Used Adventures in Hi-Fi #8
Weezer, Weezer (St Francis Hospice Chesham, £1.49)
Someone in this Chiltern market town has clearly fallen out of love with his/her 90's indie rock. CD's of Nirvana and the Pixies line the shelves of the St Francis Hospice, and one suspects the Tricky collection has come from the same source. Fertile picking grounds for me then, until I realise I already have most of it, and haven't listened to it for about a decade. I haven't listened to Weezer's eponymous blue album for about the same length of time either, but for different reasons: the album disappeared some time ago, and I've been waiting until I could replace it - purchased from a charity shop, of course.
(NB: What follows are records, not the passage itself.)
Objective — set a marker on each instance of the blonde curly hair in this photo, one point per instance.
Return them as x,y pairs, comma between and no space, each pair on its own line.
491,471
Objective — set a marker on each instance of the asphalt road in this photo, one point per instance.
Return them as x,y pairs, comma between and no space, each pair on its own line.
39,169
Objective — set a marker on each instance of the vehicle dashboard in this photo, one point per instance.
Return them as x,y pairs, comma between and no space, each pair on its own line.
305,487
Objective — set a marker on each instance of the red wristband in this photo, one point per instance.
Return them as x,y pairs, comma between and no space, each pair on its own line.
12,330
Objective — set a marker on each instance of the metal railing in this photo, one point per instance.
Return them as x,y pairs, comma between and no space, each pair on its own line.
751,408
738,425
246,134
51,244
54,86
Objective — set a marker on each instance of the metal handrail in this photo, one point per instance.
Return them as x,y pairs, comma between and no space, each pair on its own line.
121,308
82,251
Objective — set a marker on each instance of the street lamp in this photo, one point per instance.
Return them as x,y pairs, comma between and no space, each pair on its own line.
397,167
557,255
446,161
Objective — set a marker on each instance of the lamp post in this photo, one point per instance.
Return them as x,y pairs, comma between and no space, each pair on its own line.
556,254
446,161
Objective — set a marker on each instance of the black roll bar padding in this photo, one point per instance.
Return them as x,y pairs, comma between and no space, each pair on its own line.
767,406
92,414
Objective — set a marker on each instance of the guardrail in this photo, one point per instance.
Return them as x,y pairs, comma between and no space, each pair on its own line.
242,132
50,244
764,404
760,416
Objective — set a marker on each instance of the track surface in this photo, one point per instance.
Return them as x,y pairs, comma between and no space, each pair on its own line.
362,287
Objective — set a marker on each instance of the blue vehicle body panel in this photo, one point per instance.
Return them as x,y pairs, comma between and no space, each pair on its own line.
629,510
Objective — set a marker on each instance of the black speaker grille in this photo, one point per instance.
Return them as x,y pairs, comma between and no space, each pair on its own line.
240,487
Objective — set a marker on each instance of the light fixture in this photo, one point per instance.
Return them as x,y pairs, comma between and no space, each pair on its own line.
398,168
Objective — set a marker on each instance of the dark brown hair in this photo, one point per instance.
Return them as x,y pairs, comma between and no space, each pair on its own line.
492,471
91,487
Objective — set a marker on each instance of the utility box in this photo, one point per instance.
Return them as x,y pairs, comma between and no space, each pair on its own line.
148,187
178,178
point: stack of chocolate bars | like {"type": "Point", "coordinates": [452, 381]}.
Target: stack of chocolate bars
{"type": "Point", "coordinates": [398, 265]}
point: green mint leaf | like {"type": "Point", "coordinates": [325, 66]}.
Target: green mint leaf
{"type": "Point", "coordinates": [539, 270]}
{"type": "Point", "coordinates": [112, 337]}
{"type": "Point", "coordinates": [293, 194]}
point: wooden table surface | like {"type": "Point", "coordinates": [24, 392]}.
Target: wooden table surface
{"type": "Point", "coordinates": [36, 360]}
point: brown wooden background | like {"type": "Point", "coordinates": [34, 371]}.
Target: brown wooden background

The album itself is an oddity. Standing alone in their little corner in 1994, Rivers Cuomo et al constructed an album which has become synonymous with geek-rock and the mid-nineties: for some Weezer are the archetypal MTV sell-outs, to others it's a perfectly constructed gem. I'm of the latter camp: while a record mixing pop-punk with surf vocal harmonies, NWOBHM and Kiss guitar chops was hardly zeitgeist-capturing stuff, the album has found its place in rock'n'roll history as a gem and forerunner of its ilk.
From the opening guitar arpeggios of My Name Is Jonas, the dynamics that the Pixies perfected have been cranked up to 11 with the addition of Kiss-esque slabs of overdriven guitar; Cuomo's impassioned bark about some doggerel related to a building site screams over the top, and this and the next two tracks carry on a lyrical and musical uniformity which build up the core of Weezer's sound.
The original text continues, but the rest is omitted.